Life In Berlin: TTIP - A Matter Of Trust?

18 minutes ago


2015 was a challenging year for the EU and German leadership. One challenge was the efforts of the U.S. and the EU to establish the Transatlantic Trade and Investment Partnership: TTIP.

After massive resistance, especially in Berlin, where over 250,000 people took to the street in protest of the controversial trade agreement, TTIP appears to have come to a halt.

Protesters held performances describing their views against industrial agriculture during the TTIP protest at Potsdamer Platz in Berlin, Germany.
Credit Carsten Koall / Stringer / Getty Images

Green Party representative and economist Gerhard Schick addresses the current state of TTIP: "The protests, both in the street and the over 3 million signatures, have really changed the political landscape of Germany. Now, there is growing awareness that it is a problem to sign a free trade agreement that includes a lot more than free trade.”

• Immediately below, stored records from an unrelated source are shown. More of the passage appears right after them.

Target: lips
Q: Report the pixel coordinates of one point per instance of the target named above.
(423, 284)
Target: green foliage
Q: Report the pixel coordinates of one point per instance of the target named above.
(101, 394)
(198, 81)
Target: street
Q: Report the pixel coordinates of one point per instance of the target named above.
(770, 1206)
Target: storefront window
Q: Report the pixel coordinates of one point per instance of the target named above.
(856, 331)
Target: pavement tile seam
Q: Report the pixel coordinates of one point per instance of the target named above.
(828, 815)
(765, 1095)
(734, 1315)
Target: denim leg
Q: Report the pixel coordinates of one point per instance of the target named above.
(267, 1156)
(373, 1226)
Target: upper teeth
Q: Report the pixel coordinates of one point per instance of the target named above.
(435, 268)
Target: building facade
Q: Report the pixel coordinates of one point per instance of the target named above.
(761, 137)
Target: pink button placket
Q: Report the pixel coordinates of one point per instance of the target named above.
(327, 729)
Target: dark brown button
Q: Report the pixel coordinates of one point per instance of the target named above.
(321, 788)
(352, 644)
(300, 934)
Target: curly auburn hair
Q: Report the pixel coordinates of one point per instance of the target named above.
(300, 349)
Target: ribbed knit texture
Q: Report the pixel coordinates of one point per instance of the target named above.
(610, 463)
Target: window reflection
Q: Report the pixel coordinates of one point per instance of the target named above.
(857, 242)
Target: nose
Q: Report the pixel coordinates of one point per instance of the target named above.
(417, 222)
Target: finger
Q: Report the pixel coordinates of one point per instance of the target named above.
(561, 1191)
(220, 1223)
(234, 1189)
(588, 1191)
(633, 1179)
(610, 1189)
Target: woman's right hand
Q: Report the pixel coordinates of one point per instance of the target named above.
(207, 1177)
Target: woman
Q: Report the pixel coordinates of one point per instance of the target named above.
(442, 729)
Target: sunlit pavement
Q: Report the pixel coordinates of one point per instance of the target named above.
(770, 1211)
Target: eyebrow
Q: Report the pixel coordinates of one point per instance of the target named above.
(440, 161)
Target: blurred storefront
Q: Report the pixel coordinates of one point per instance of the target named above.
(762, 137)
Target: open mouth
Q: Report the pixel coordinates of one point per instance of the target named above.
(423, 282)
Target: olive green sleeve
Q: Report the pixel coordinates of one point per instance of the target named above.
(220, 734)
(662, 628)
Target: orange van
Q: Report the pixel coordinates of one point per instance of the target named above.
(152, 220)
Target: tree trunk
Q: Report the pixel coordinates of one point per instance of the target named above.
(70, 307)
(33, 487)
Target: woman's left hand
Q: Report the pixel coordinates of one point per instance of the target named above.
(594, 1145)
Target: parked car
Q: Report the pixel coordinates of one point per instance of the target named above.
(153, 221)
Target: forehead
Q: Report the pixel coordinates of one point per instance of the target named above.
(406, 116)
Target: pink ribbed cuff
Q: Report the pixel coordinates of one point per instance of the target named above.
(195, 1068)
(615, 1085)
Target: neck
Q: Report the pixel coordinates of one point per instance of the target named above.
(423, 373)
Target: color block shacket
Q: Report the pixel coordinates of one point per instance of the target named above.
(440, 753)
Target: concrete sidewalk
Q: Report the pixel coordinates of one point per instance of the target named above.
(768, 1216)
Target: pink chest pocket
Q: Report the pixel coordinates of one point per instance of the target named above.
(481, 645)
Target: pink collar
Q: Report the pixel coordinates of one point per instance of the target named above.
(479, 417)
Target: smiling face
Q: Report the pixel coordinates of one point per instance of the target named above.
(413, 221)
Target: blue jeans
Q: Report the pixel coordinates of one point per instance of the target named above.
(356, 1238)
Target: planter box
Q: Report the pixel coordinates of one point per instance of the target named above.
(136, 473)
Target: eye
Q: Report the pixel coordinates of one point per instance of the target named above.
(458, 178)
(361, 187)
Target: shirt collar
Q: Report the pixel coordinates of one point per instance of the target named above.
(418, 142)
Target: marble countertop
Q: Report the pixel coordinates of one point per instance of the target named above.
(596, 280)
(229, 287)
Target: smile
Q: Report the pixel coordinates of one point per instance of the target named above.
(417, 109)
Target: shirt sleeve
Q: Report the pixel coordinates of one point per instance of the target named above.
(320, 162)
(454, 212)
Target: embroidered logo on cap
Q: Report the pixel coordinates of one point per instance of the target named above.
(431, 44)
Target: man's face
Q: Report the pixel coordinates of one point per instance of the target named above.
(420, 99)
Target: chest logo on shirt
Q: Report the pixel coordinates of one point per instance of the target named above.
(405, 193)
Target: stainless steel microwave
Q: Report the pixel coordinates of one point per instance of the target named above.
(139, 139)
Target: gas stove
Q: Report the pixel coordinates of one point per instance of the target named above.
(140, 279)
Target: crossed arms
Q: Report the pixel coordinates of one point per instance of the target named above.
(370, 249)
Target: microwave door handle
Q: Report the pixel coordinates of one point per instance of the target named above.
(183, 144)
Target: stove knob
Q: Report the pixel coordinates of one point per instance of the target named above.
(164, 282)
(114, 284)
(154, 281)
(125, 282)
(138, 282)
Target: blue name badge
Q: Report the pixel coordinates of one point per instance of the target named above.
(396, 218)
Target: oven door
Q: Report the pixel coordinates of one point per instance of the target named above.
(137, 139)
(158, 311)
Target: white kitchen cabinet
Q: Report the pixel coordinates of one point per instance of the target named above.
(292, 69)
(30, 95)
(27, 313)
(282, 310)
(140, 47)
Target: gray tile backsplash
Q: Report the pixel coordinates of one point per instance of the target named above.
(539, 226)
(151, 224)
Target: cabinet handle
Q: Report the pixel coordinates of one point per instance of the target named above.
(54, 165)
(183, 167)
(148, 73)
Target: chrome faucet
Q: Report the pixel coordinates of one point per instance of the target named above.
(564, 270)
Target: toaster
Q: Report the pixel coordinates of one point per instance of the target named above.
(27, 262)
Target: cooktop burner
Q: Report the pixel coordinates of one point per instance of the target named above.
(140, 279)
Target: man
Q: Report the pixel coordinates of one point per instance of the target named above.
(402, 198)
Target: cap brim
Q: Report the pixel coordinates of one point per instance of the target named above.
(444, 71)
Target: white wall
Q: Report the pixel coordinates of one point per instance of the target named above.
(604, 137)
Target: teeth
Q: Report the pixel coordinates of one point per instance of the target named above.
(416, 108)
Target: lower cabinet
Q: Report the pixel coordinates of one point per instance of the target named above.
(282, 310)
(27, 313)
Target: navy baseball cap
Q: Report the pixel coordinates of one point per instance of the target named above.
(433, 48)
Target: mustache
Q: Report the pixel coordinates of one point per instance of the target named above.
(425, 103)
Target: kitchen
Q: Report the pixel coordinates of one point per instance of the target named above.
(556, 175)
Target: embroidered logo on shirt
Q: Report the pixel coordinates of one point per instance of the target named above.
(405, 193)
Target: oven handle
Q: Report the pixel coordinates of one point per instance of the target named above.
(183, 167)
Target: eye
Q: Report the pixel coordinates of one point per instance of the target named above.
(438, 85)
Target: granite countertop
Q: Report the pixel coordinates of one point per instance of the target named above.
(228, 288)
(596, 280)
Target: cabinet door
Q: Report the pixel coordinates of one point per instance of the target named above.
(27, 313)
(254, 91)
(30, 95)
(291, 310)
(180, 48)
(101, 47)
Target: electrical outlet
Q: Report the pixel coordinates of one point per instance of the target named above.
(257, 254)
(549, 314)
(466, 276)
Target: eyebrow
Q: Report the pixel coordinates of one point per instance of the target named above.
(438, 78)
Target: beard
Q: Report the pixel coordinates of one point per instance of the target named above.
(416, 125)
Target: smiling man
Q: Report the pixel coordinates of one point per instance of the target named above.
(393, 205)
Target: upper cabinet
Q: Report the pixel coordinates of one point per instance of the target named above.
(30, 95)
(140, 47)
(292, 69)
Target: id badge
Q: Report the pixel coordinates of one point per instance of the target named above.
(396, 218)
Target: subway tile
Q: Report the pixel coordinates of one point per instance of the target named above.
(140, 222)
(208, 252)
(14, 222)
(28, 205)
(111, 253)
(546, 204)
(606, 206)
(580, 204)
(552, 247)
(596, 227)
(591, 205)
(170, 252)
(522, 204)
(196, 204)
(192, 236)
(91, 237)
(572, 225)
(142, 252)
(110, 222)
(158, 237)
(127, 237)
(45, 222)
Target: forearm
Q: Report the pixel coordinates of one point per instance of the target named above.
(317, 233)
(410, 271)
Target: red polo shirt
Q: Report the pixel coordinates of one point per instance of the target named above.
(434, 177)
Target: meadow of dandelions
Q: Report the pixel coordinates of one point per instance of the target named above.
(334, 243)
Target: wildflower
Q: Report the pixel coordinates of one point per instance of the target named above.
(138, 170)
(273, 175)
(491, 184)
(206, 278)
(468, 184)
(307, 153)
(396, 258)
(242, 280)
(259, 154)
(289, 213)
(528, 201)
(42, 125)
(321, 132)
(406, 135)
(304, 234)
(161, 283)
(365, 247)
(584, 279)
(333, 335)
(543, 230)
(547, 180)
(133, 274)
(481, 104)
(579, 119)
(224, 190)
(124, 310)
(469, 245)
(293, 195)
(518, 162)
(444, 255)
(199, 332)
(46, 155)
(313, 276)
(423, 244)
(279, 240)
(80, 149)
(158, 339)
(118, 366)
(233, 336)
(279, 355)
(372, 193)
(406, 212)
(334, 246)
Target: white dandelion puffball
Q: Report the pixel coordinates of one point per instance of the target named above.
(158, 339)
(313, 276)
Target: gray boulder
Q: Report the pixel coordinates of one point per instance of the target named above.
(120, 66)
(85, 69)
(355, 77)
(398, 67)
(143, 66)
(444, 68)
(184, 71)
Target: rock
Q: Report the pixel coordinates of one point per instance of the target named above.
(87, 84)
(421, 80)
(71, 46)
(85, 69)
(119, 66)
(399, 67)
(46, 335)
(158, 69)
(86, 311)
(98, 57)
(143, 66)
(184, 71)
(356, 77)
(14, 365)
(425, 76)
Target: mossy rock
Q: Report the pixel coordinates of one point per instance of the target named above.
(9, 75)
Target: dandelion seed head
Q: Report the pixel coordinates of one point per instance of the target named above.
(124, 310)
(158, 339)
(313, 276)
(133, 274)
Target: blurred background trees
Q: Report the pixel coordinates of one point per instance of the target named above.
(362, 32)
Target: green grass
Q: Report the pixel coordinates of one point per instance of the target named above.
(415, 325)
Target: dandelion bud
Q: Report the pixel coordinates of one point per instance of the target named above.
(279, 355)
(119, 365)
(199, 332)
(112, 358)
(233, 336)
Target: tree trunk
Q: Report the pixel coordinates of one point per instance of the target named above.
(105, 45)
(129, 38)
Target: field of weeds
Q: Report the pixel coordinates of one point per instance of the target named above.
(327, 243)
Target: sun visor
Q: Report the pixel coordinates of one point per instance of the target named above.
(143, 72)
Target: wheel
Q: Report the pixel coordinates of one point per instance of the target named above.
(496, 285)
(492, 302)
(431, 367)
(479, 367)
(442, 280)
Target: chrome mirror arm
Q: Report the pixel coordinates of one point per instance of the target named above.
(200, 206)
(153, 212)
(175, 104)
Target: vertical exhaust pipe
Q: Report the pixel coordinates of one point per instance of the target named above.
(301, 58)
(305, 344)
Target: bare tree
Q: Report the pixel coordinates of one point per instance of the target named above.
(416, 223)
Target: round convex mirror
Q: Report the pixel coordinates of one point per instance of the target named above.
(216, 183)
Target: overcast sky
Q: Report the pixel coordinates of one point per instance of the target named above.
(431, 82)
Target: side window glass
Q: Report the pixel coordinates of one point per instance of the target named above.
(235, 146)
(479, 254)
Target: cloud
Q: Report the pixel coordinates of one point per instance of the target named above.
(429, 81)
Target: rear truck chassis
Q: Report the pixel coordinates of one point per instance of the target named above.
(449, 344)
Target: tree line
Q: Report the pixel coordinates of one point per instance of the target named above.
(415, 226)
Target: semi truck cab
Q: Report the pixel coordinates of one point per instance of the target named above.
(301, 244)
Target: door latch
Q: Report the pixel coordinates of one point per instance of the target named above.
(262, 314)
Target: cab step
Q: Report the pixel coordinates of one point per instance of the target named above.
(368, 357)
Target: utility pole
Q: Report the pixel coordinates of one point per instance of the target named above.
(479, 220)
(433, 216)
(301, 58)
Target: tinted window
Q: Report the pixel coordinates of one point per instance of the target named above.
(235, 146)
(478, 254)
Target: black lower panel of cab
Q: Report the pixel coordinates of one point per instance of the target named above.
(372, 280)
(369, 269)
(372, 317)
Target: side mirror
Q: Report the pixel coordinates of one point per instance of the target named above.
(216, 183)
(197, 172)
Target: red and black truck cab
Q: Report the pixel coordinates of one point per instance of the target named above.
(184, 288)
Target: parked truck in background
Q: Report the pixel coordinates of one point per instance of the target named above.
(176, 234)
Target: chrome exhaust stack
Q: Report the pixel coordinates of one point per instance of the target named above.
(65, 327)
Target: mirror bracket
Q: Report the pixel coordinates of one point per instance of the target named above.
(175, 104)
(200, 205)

The Trade agreement was problematic for many, because of food standards such as introducing genetically-engineered food onto EU markets, conditions regarding EU cultural funding, and the ability for larger international firms to sue governments in private arbitrage courts – a privilege not available to smaller businesses based in their original country.

As Gerhard Schick says, “So this is an extra way to enforce your interests that is not available for small businesses. People feel – and correctly so – that that changes the balance of power between big businesses and citizens.” 

The privileging of large businesses over smaller and medium-sized enterprises is not ideal – especially for a country like Germany where SMEs are a very important part of the economy. 

Many farmers drove their tractors to protest against the free trade agreement between the European Union and the United States in Berlin, Germany.
Credit Carsten Koall / Stringer / Getty Images

James Bindnagel, Henry Kissinger Professor of Security at Bonn University, says that the EU needs a free trade agreement like TTIP, but the way it was negotiated meant that the voices of small and medium-sized enterprises were left out of the negotiations.

“How do you bring those small and medium-sized companies into the debate? You sit down, and talk with those people. It should have been done for the last two years. It was not, and now we have to live with where we are.”

Aside from the chlorine chickens, it seems that much of the anger about TTIP comes from the way many voices are left out of the agreement and a lack of transparency.

Green Party representative Gerhard Schick says, “The whole negotiation process is highly nontransparent. We know that international companies have put forward their ideas and behind closed doors. Why are they negotiating behind closed doors?"

It is interesting to think that TTIP has changed the political landscape of Germany, and as Professor James Bindnagel states, “The world has changed. The world is flat. You have to communicate all the time, and bring people along with you.”

It seems that 2016 will not see the rise of TTIP, as long as so much resistance remains. Perhaps what we will see is greater transparency in the future.